Above: a bas relief at the Basilica of Sant’Ambrogio in Milan.
It’s hard to say why a wine scribbler like me would be so obsessed with the tale of a wild boar that was trapped in Milan’s canal system for two weeks despite a heroic attempt to save her. My guess is that the story is an allegory for humankind’s alienation from the natural world. But that’s just me.
It all began earlier this week with a blog post about wild boars — feral hogs — destroying a small farm’s grape harvest in northern Italy. The story reflected a growing problem for humans and hogs in Italy: driven by lack of natural resources, the animals are increasingly turning to commercial farms and even urban centers in their search for food. In Rome, broods of wild boar are commonly seen navigating the streets as they forage through uncollected garbage.
After a university-years friend in Milan saw my post, she shared an anecdotal account of the boar’s tragic arc. But she missed an important detail. Mindless authorities didn’t try to kill the animal, as she told it. In fact, driven by compassion, the city’s civil servants did everything humanly possible to save it.
What started out in my mind as a Kafkaesque yarn about a wild beast cheated of life and liberty by heartless bureaucratic machinery had become a narrative plucked out of a neorealist documentary film all’antonioniana — an achingly poignant tale of humans unable, despite Herculean effort, to spare and revive the emaciated sow.
Here is an excerpted translation from a story in the Milanese edition of Italy’s national daily La Repubblica, dated August 18, shared with me by friend Andrea Gaviglio, a native of the Ambrosian city who owns and runs a legacy wine shop there, Vino Vino dal 1921. The hog was first sighted on August 4.

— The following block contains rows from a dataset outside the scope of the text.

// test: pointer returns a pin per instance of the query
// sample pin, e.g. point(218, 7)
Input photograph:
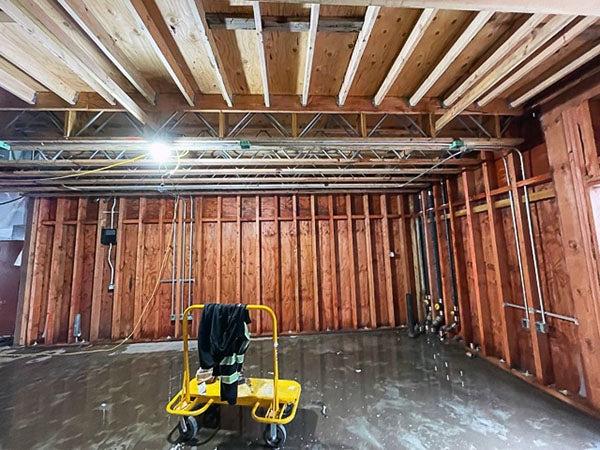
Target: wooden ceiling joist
point(89, 101)
point(357, 52)
point(33, 18)
point(262, 59)
point(459, 45)
point(284, 23)
point(199, 17)
point(519, 55)
point(150, 22)
point(497, 56)
point(557, 76)
point(15, 82)
point(407, 50)
point(310, 51)
point(88, 22)
point(581, 7)
point(38, 72)
point(40, 28)
point(561, 42)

- Local police, public safety officers, and Metropolitana Milanese city engineers were all involved efforts to save the boar. They had dubbed the animal “the swimmer” because of its “excellent swimming ability,” which made its capture difficult following the first sighting according to firefighters. For nearly 15 days it seemed to have “disappeared” in a canal in Milan connected to the Darsena di Milano.

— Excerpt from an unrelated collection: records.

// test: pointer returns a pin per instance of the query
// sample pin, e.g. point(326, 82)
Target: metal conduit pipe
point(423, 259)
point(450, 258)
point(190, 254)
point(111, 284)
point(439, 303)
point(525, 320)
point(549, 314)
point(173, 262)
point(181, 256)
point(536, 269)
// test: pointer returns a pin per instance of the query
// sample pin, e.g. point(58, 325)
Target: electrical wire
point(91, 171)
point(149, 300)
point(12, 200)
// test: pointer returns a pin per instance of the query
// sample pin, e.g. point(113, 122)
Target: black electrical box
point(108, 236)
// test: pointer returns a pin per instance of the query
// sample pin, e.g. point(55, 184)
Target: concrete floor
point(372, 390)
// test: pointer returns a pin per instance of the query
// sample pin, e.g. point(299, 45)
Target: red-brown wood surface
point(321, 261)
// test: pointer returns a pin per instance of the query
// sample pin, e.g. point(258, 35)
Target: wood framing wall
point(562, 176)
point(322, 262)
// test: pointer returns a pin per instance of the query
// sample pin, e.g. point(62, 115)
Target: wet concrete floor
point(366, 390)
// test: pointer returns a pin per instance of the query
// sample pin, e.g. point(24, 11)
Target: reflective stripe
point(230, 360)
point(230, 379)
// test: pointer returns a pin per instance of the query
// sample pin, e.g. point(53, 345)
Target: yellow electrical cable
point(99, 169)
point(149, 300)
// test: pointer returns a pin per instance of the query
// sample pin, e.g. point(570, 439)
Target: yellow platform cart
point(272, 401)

(The Darsena is a humanmade urban lake that serves as a hub for the city’s vast canal system. The word darsena means dock.)
- Agents from [Milan’s] fire department, together with agents from the city’s departments of fish and wild life and emergency management, had tried nearly everything in their efforts to “capture” the animal. A few days ago, they set two traps and video cameras at the canal entrance and exit (just before the Alexander Langer bridge near Piazza Tripoli. But the ungulate had seemed to have disappeared without a trace and its whereabouts were unknown for days. But then it would reappear as it ate the bait without ever being ensnared in the traps. That was when agents tried using the “trail of breadcrumbs” technique.
When they did finally “capture” the Swimmer, they were unable to resuscitate her.
In my view, the boar is a victim of humans’ wanton exploitation of the natural world. She probably fell into the canal, authorities believe, while drinking or looking for food around one of the city’s humanmade lakes. Her bitter fate proved too challenging for the humans: they were helpless in their struggle to free her from the very urbanity they themselves created.
As a famous Roman poet once wrote, naturam expellas furca, tamen usque recurret. You can chase nature away with your pitchfork, but it always returns [and reveals you for who you are].
That quote at the end from Horace is about as apt a description of the current human condition as I can imagine.